The created Matplotlib figure.

Raises:

Type Description
ValueError

If predictions and true_statuses lengths differ.

TypeError

If metric_fn does not return a dictionary.

plot_pairwise_group_metric

Plot pairwise group metrics (group_diff, group_ratio).

Pairwise metric functions compare two groups at a time and return a scalar (e.g., difference or ratio of accuracies).

Parameters:

Name Type Description Default
metric_fn callable

A function from fairness.metrics with signature: (group_a, group_b, subject_labels, predictions, true_statuses) -> float.

required
subject_labels Iterable

Group label for each sample.

required
predictions Iterable

Predicted labels aligned with subject_labels.

required
true_statuses Iterable

Ground-truth labels aligned with subject_labels.

required
group_pairs Sequence[tuple] or None

Explicit list of (group_a, group_b) pairs to plot. If None, all pairwise combinations of unique groups are used.

None
title str or None

Plot title. Defaults to the metric function name.

None
rotation int

Rotation angle for x tick labels (used for vertical plots only).

45
figsize tuple[float, float] or None

Figure size in inches.

None
sort bool

If True, sort bars by metric value (NaNs placed at the end).

True

Returns:

Type Description
Figure

The created Matplotlib figure.

Raises:

Type Description
ValueError

If no group pairs are provided or generated.

plot_scalar_metrics

Plot one or more scalar metrics (e.g., max_intersect_* outputs).

Parameters:

Name Type Description Default
metrics Mapping[str, float]

Mapping from metric name to scalar value.

required
title str or None

Plot title.

None
rotation int

Rotation angle for x tick labels.

0
figsize tuple[float, float] or None

Figure size in inches.

None

Returns:

Type Description
Figure

The created Matplotlib figure.

plot_single_metrics

Plot single-attribute fairness metrics from fairness.single_metrics.

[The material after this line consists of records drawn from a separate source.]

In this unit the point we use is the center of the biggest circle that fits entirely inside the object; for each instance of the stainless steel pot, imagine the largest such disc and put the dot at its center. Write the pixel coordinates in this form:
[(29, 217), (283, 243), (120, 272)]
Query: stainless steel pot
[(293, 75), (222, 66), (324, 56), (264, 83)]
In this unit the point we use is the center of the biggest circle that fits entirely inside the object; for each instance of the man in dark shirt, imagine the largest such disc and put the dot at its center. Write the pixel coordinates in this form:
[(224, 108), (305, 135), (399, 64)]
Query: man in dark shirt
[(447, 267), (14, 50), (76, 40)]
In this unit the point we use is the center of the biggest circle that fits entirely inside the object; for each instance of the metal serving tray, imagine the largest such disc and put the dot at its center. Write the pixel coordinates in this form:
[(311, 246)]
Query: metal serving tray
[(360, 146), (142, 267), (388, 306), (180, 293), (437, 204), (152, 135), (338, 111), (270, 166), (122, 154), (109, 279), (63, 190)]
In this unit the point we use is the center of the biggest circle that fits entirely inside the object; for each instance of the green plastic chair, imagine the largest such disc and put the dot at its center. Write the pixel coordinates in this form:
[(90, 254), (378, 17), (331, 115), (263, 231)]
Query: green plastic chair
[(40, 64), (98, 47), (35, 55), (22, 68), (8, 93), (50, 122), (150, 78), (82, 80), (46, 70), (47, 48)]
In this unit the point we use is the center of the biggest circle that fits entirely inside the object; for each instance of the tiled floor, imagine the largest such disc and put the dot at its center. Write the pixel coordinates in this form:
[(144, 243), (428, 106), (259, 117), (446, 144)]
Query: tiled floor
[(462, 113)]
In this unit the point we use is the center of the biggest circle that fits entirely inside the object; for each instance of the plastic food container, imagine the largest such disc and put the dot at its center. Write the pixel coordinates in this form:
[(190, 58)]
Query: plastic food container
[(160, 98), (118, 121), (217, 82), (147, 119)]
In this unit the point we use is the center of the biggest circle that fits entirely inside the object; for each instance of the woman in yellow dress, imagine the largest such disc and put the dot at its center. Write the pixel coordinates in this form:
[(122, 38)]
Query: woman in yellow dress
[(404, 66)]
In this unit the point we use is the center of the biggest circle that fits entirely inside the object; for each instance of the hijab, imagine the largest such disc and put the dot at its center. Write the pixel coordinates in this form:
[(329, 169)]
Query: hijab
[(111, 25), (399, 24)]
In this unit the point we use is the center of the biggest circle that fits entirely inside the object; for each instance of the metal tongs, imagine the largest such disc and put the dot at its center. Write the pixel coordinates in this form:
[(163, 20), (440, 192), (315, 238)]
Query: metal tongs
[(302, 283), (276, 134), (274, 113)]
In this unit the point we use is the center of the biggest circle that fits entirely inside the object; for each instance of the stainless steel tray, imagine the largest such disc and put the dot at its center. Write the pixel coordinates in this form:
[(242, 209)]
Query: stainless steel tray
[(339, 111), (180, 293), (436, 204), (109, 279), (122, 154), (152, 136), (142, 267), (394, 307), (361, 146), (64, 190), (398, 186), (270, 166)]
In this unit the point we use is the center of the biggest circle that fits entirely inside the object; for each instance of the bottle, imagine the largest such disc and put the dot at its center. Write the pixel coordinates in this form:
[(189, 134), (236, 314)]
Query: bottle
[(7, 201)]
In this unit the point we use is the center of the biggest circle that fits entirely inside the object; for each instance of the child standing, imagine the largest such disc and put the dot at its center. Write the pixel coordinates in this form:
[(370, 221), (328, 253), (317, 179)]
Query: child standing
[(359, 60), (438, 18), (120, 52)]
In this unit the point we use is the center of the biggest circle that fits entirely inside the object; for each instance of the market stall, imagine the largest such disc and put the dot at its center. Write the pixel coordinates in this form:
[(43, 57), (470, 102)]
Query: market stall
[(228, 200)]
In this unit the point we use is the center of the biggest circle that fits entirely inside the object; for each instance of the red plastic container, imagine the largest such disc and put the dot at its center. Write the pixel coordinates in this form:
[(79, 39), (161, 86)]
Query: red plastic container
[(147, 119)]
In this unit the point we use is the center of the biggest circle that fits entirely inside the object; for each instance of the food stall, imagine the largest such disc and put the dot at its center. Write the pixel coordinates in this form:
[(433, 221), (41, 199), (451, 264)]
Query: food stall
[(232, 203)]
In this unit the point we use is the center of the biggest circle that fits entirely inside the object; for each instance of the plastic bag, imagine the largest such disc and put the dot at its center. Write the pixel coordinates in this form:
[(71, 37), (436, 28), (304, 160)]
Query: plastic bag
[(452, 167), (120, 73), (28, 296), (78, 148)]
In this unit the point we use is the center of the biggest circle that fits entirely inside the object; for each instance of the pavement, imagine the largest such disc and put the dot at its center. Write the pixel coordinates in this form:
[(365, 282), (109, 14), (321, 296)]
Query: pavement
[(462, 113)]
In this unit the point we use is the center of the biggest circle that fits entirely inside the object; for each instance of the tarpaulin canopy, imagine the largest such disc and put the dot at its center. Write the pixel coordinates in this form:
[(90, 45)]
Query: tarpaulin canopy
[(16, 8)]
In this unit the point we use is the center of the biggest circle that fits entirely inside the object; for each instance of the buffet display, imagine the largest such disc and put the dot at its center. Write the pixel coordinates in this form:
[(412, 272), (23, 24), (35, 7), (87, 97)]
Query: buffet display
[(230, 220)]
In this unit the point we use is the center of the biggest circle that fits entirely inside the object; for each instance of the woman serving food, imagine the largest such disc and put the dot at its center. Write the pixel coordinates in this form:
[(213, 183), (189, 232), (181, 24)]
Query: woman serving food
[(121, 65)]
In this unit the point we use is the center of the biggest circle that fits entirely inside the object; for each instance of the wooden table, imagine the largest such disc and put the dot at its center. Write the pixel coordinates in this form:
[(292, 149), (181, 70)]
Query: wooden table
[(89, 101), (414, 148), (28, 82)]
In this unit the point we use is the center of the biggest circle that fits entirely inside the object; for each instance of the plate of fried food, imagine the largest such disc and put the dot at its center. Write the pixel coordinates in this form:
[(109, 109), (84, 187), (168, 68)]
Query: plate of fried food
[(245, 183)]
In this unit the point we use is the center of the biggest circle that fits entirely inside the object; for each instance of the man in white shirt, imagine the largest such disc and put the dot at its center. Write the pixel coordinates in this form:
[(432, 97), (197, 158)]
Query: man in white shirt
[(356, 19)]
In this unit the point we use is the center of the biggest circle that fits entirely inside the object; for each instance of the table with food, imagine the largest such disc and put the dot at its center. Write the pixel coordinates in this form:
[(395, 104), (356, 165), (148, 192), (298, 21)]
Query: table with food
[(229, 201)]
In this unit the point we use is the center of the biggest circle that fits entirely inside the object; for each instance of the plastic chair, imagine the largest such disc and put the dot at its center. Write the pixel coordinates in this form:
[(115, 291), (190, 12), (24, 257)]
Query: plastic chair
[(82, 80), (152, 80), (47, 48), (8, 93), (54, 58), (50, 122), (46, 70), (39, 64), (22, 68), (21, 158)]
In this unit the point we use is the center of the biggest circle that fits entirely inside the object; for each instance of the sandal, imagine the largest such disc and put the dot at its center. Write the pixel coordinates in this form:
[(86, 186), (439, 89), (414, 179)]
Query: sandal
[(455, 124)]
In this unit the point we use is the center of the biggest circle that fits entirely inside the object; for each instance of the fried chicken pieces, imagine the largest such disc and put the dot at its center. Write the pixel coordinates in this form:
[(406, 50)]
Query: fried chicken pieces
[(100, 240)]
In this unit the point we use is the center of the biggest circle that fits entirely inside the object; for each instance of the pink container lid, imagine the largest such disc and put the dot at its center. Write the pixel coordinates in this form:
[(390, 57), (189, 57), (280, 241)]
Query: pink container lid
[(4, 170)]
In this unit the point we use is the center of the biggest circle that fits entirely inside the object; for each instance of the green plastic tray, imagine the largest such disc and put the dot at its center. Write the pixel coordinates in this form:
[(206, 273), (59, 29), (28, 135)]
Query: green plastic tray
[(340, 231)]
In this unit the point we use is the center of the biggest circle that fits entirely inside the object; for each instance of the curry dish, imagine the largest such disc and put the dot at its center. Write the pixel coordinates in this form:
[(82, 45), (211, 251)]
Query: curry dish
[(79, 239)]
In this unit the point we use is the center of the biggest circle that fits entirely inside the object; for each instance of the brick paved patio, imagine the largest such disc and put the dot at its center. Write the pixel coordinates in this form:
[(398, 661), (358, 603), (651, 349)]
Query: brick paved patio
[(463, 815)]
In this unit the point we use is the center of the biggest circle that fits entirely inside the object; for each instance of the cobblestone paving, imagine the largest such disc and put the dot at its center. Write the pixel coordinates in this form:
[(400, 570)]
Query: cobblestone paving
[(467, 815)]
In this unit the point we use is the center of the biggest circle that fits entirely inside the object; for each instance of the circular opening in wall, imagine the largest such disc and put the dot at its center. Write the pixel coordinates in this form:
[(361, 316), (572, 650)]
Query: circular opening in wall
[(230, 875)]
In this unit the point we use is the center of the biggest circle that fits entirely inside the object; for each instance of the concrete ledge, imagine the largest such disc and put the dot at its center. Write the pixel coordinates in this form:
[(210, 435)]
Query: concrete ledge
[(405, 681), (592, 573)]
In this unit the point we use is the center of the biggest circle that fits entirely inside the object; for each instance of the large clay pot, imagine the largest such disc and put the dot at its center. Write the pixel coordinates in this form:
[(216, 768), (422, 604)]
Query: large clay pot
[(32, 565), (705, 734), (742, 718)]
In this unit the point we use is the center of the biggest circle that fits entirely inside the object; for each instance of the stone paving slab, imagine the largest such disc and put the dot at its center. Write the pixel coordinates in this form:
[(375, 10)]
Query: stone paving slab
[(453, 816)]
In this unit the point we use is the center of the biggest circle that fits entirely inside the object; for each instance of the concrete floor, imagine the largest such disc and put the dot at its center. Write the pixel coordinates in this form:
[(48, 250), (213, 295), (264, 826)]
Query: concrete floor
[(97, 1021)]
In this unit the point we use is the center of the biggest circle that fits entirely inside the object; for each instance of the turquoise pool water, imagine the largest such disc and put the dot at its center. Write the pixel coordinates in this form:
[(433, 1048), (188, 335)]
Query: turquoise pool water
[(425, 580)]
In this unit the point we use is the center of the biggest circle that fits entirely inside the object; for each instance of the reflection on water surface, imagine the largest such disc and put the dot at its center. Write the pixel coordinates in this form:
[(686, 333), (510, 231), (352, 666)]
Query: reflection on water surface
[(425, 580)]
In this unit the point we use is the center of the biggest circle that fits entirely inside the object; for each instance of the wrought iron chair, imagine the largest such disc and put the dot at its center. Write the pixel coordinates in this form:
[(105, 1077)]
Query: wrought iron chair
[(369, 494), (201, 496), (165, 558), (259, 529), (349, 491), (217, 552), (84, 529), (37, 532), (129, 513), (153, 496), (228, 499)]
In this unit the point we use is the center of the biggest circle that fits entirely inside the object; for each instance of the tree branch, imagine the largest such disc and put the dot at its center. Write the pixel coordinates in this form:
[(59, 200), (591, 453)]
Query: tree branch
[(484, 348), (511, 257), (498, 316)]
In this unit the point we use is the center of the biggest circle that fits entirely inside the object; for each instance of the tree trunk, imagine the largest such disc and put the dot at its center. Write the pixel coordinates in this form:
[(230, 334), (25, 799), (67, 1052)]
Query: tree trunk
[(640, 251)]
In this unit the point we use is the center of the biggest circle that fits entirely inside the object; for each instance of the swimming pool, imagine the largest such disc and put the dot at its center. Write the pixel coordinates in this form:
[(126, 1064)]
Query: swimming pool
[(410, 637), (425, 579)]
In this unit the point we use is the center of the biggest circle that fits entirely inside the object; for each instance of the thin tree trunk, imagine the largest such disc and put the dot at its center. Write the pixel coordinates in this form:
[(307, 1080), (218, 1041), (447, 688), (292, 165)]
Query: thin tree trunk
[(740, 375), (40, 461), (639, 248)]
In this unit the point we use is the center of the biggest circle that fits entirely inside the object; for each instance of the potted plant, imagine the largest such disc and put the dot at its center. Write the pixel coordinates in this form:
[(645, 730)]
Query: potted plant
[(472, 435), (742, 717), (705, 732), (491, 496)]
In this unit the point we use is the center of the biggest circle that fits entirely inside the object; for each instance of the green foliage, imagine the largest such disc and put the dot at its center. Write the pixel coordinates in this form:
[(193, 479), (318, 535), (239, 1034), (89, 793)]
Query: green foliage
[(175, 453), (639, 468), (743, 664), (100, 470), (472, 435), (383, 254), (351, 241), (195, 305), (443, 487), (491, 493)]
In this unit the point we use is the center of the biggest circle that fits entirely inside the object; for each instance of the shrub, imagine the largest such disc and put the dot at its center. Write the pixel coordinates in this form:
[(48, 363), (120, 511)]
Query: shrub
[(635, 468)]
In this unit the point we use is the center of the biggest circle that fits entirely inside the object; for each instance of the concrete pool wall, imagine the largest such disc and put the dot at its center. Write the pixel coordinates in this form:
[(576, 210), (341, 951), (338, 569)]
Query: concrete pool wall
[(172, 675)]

This helper computes and visualizes metrics such as EOD, AOD, and DI for a single protected attribute with a specified privileged group. Note that DI uses only predictions, while EOD and AOD require y_test.

Parameters:

Name Type Description Default
y_test Iterable

Ground-truth binary labels (0/1).

required
y_pred Iterable

Predicted binary labels (0/1).

required
group_labels Iterable

Protected attribute labels aligned to y_test/y_pred.

required
privileged_label object

Label treated as the privileged group.

required
metrics Sequence[str] or None

Subset of {"EOD", "AOD", "DI"} to compute. Defaults to all.

None
title str or None

Plot title.

None
rotation int

Rotation angle for x tick labels.

0
figsize tuple[float, float] or None

Figure size in inches.

None

Returns:

Type Description
Figure

The created Matplotlib figure.

Raises:

Type Description
ValueError

If an unknown metric name is requested.